In giving them up, I had to overcome two things: 1) my habit of preferring them, an addictive food habit formed through decades since childhood; and 2) my idea that I had to make sure to "get enough complete protein", of which meat, fish and/or poultry seemed the ideal choice.
As to the first point, I discovered after several months that my taste buds had changed and that I now preferred the clean taste of fruits and vegetables.
And as to the second point, I found out that all fruits, vegetables, grains and legumes contain protein (ranging from 5% to 20% or so by calories) and that the body maintains an amino acid pool that allows it to construct any body proteins it wants from the varied amino acids obtained from different meals from the plant kingdom.
It also didn't escape my attention that various herbivorous animals such as the horse and the bull didn't seem to be lacking in strength, so I was able to let go of the idea that I had to "eat animal protein for strength".

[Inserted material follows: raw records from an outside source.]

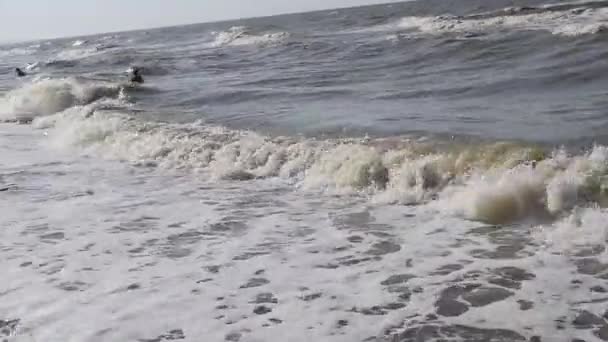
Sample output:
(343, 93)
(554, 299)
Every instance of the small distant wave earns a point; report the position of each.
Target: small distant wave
(79, 42)
(566, 20)
(18, 51)
(241, 35)
(49, 96)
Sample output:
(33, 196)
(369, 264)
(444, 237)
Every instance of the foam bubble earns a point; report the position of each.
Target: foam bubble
(572, 22)
(48, 96)
(241, 35)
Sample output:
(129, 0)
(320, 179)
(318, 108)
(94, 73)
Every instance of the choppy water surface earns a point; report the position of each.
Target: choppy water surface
(422, 171)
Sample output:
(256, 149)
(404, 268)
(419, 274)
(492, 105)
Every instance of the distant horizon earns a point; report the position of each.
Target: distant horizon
(351, 4)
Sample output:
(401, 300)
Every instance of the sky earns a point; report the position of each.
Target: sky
(34, 19)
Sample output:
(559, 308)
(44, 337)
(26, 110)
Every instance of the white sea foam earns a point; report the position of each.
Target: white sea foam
(48, 96)
(566, 23)
(240, 35)
(491, 183)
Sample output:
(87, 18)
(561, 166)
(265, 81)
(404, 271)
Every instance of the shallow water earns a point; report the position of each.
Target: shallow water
(386, 173)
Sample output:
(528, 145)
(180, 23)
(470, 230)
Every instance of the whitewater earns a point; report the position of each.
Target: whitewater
(420, 171)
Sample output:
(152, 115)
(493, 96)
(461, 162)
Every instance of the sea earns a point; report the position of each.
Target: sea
(434, 170)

In fact, I found out that animal-fat and -protein were increasingly linked to the various degenerative diseases that plague "modern" societies—heart disease, cancer, diabetes, arthritis and hundreds of others.
Due to the wealth efffects of the Industrial Revolution in the last century or so, all classes of society were now able to eat animal food at every meal—a revolution in diet—and thus bring on the degenerative diseases once reserved only for the very wealthy. Imagine: Medical textbooks of a century ago didn't even mention heart disease—now our biggest killer—since it was such a rare disease.